I understand that the Official Military Personnel Files of veterans that separated from military prior to 1957 are considered Archival Records Requests and are therefore subject to different rules than for latter records. However there are a few finer points on which I need clarification.
1) Can eVetRecs be used to request archival records by persons other than a "Next of kin" (spouse, father, mother, son, daughter, sister, brother) or are non-next-of-kin required to instead use an SF-180? For example, can a grandson use eVetRecs to order the records of his grandfather that served during World War II and separated prior to 1957.
2) Does the cut off date for separation only include active duty service, or does it include all forms of service? For example, if a person served as active duty in the Army Air Corps/Army Air Force and latter entered the Air Force Reserves or the Air National Guard, does the discharge date from the active duty or from the reserves count as the cut off date for whether the records are considered archival?
3) If a military member served in more than one branch, in nonconsecutive enlistment terms, or in more than one status, will there be separate OMPFs for the same person, or will all their years of service be combined into one file?
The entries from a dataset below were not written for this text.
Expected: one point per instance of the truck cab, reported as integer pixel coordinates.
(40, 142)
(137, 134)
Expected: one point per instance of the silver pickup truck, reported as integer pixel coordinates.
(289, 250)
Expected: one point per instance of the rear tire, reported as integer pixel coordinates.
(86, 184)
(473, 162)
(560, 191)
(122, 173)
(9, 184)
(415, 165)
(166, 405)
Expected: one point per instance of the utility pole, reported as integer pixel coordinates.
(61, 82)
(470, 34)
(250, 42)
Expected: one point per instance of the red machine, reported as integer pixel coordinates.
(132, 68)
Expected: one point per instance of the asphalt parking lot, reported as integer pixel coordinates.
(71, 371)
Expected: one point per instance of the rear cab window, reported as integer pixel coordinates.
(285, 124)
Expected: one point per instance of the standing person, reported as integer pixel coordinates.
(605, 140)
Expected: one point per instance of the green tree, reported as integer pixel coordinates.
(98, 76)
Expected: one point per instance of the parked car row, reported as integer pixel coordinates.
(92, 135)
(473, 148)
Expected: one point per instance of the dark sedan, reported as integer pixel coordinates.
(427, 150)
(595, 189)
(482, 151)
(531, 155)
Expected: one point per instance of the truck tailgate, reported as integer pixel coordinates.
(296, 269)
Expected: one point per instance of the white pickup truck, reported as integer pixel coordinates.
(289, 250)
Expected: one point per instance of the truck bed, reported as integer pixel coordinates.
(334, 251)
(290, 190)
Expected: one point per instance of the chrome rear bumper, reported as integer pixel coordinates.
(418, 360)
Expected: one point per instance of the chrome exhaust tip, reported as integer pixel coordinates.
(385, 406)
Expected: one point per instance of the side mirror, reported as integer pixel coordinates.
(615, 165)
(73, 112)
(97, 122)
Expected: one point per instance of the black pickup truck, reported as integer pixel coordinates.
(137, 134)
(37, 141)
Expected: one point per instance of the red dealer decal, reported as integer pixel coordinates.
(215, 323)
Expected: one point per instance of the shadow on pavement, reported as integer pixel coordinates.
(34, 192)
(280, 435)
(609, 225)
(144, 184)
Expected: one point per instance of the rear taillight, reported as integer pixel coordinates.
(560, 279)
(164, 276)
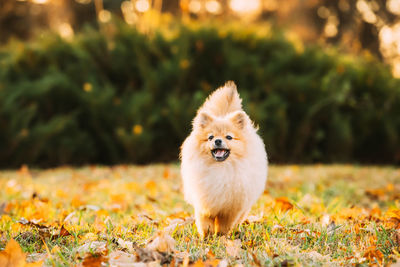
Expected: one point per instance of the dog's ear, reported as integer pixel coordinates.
(239, 119)
(203, 119)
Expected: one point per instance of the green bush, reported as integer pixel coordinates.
(121, 96)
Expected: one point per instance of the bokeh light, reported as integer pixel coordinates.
(195, 6)
(128, 11)
(104, 16)
(142, 5)
(213, 7)
(65, 30)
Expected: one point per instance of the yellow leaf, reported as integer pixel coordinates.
(152, 187)
(12, 256)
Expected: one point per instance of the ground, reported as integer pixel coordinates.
(127, 215)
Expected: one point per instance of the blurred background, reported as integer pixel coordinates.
(111, 81)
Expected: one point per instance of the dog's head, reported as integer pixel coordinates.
(221, 138)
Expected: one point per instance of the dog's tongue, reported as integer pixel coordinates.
(219, 153)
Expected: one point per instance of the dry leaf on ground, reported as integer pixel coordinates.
(12, 256)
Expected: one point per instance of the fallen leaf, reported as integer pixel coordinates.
(12, 256)
(92, 246)
(148, 255)
(120, 258)
(94, 260)
(283, 204)
(233, 248)
(63, 232)
(373, 254)
(162, 242)
(128, 245)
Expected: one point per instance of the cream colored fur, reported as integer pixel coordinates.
(222, 193)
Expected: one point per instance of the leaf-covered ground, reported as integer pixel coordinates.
(132, 216)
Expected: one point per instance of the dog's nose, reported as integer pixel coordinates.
(218, 142)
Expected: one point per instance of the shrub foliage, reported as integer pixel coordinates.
(122, 96)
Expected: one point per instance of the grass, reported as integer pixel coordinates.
(309, 215)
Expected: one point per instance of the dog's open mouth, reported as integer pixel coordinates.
(220, 154)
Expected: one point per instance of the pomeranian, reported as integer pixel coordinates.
(224, 163)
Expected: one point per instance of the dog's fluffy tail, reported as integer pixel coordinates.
(223, 101)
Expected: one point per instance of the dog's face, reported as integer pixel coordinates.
(221, 139)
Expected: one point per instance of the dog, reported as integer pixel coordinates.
(224, 164)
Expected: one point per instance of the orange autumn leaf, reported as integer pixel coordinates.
(12, 256)
(152, 187)
(99, 225)
(94, 260)
(373, 254)
(63, 232)
(166, 173)
(283, 203)
(208, 263)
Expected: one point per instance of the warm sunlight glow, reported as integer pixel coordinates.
(142, 5)
(195, 6)
(128, 11)
(366, 11)
(213, 7)
(65, 30)
(393, 6)
(104, 16)
(245, 6)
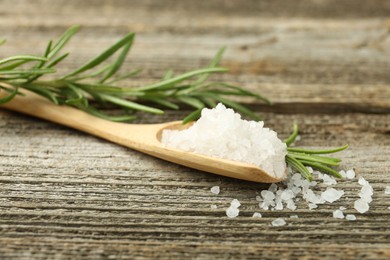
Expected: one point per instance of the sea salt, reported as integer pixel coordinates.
(350, 174)
(235, 203)
(257, 215)
(278, 222)
(338, 214)
(215, 190)
(361, 205)
(331, 194)
(220, 132)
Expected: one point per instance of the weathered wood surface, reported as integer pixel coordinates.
(325, 64)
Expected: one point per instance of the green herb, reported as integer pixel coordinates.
(299, 158)
(96, 83)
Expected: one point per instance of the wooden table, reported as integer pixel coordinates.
(325, 64)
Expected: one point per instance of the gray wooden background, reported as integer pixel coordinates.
(326, 66)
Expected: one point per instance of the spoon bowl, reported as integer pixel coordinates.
(145, 138)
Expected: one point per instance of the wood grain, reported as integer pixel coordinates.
(325, 64)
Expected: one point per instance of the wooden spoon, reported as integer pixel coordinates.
(142, 137)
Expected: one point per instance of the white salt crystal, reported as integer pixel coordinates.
(287, 195)
(350, 174)
(222, 133)
(232, 212)
(267, 195)
(278, 222)
(257, 215)
(279, 205)
(338, 214)
(235, 203)
(215, 190)
(366, 192)
(331, 194)
(273, 187)
(361, 205)
(329, 180)
(343, 174)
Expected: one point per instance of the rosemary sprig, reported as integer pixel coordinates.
(96, 83)
(299, 158)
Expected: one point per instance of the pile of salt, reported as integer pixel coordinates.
(220, 132)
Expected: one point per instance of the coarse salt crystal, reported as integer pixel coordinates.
(278, 222)
(215, 190)
(350, 174)
(235, 203)
(329, 180)
(331, 194)
(338, 214)
(257, 215)
(221, 133)
(361, 205)
(232, 212)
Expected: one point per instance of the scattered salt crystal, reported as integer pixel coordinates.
(215, 190)
(273, 187)
(220, 132)
(329, 180)
(331, 194)
(350, 217)
(287, 195)
(366, 192)
(361, 205)
(278, 222)
(232, 212)
(350, 174)
(235, 203)
(257, 215)
(343, 174)
(338, 214)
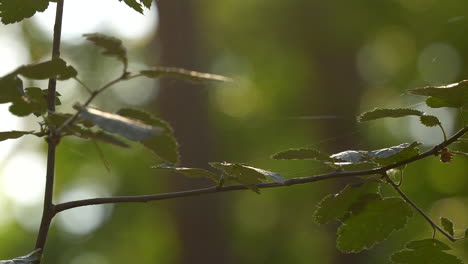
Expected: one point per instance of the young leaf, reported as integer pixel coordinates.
(190, 172)
(452, 95)
(55, 68)
(194, 76)
(12, 11)
(13, 134)
(113, 47)
(338, 206)
(394, 154)
(301, 154)
(123, 126)
(447, 225)
(378, 113)
(429, 120)
(31, 258)
(427, 251)
(246, 175)
(372, 223)
(163, 145)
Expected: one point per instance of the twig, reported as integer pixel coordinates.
(52, 140)
(420, 211)
(290, 182)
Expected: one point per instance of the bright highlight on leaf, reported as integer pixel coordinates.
(28, 259)
(158, 72)
(447, 225)
(371, 221)
(452, 95)
(113, 47)
(190, 172)
(123, 126)
(246, 175)
(12, 11)
(427, 251)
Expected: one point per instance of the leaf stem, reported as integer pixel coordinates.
(419, 210)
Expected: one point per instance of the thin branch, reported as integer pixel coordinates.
(419, 210)
(290, 182)
(52, 140)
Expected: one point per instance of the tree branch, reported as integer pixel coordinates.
(52, 139)
(216, 189)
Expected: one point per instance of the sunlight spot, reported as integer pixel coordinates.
(86, 16)
(23, 177)
(83, 220)
(439, 63)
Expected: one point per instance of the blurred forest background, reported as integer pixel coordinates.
(303, 71)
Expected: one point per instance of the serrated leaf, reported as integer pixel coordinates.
(123, 126)
(452, 95)
(338, 206)
(429, 120)
(189, 172)
(13, 134)
(378, 113)
(55, 68)
(387, 156)
(113, 47)
(246, 175)
(158, 72)
(447, 225)
(351, 156)
(163, 145)
(372, 223)
(31, 258)
(12, 11)
(427, 251)
(301, 154)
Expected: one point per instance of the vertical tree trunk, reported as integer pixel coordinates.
(183, 104)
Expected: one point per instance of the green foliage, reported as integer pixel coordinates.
(162, 144)
(338, 206)
(427, 251)
(301, 154)
(12, 11)
(447, 225)
(13, 134)
(194, 76)
(113, 47)
(28, 259)
(246, 175)
(370, 222)
(452, 95)
(189, 172)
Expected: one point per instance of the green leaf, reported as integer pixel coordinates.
(13, 134)
(427, 251)
(394, 154)
(373, 221)
(447, 225)
(378, 113)
(190, 172)
(55, 68)
(338, 206)
(429, 120)
(12, 11)
(301, 154)
(113, 47)
(452, 95)
(194, 76)
(246, 175)
(163, 145)
(123, 126)
(28, 259)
To pick some examples from people I know:
A person serves in the Army Air Force and then in the US Air Force.
A person enlists as a Regular Army solider. He then enters the National Guard for a period of several years. He then reenters the Regular Army.
A person enlists in the US Army Reserves. He then goes through ROTC, accepts a commission and is placed on active duty as an officer.
A person enlists in the Army Reserves. He then transfers to the Army National Guard. He then transfers to the Regular Army.
A person transfers from the Army to the Navy.
3) Your web pages state that there are fees for ordering archival OMPFs. Does this apply to orders of archival records by the veteran himself or his next of kin?
4) Your web pages state in some places that archival OMPFs are open to the public and the Privacy Act does not apply, and in other places it states that information in these files might be redacted for privacy reasons. Which is the case? In cases where the veteran is deceased is there still a possibility of privacy related redactions? Does it make a difference if the request is coming from a next of kin?
5) In regard to the 1973 fire, if someone served first in the Army Air Force and then in the Air Force Reserves, should we look at the listing for the Army or for the Air Force when judging the likelihood that there records were destroyed? The person I'm thinking of had a surname starting with A.